Costruire un consenso personale e ottenere l’appoggio dell’esercito per varare riforme indispensabili a evitare l’implosione del sistema è la missione di Xi Jiping, il “leader fragile e solo” che il 17 marzo sarà  incoronato “imperatore” della seconda economia mondiale. Il primo passo è stato mosso ieri, quando a Pechino i tremila deputati dell’Assemblea Nazionale del Popolo hanno aperto la sessione annuale. Wen Jiabao ha tenuto il suo “rapporto d’addio”, ricordando i trionfi economici del “decennio d’oro” cinese, segnato da una crescita del Pil a doppia cifra. Wen ha ridotto al 7,5% gli obbiettivi di crescita per il 2013, inferiori anche al 7,8% dell’anno scorso, peggior risultato degli ultimi tredici anni. Continuerà  invece a rafforzarsi il budget della difesa, che tanto allarma i vicini dell’Asia e il presidente Usa, Barack Obama. Le spese militari saliranno ufficialmente del 10,7%, rispetto all’11,6% del 2012, impegnando quasi 116 miliardi di dollari. Nel Pacifico la tensione continua a salire — ha spiegato Fu Ying, prima donna portavoce del parlamento — e Pechino è decisa a trasformare i 2,5 milioni di soldati del suo esercito nell’armata più moderna del pianeta.
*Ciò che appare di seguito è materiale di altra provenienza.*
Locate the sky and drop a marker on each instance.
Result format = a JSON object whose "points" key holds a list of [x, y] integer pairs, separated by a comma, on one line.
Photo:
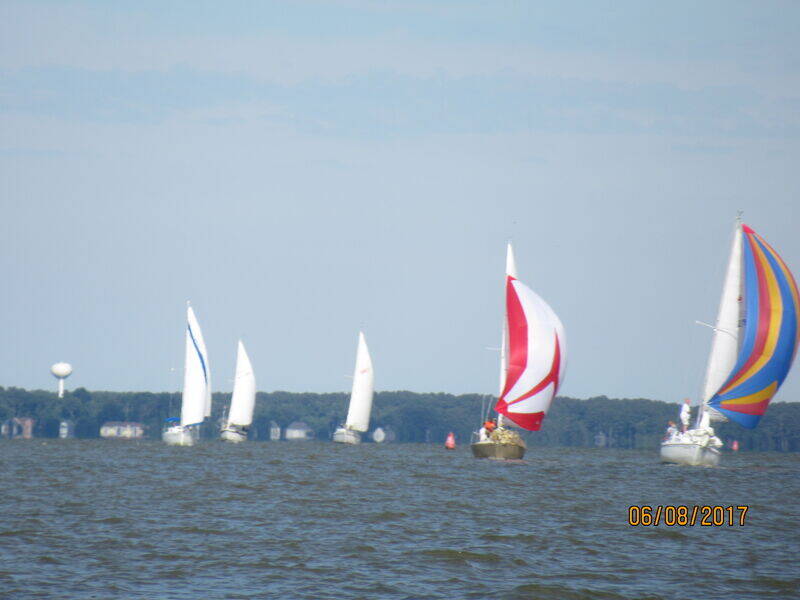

Tra le grandi novità  del “tramonto dei tecnocrati”, l’irruzione nell’Assemblea nazionale dei problemi che negli ultimi mesi hanno occupato la Rete e cominciato a formare un’opinione pubblica che sfugge alla censura. Al primo posto la lotta alla corruzione e ai privilegi dei funzionari, seguita dalla riduzione del divario tra ricchi e poveri, dalla deburocratizzazione del partito, dalla guerra allo smog e ai veleni che stanno intossicando il Paese, dalla sicurezza alimentare, dalla fine dell’obbligo di figlio unico e dall’estensione del welfare ad oltre duecento milioni di migranti. Assieme alla «trasparenza» e alla «sobrietà » del potere, l’accelerazione dell’urbanizzazione è il primo punto nell’agenda della nuova coppia Xi Jinping-Li Keqiang. Nelle campagne il reddito medio è un decimo di quello urbano e una massa di oltre 750 milioni di cinesi resta esclusa dai consumi. «La Cina però — ha detto Wen Jiabao — per non crollare deve sottrarsi alla monocoltura delle esportazioni». L’Occidente consumerà  meno e Pechino, per cambiare modello di sviluppo, deve prodursi anche i consumatori. Di qui la sfida dell’urbanizzazione, con decine di città  da espandere in metropoli entro cinque anni e con l’impressionante massa dei «trapiantati»
in attesa di fondi e diritti per convertirsi al «consumare è glorioso ». Un’impresa storica: a patto che nei prossimi giorni Xi Jinping conquisti l’esercito, lo convinca a lasciarlo meno solo nella lotta tra gli eredi di Jiang Zemin e di Hu Jintao, e a non cedere alle sirene della guerra che sempre più affollano l’Oriente. Riforme in cambio di stabilità : il «leader fragile » si gioca il futuro, il resto del mondo anche il presente.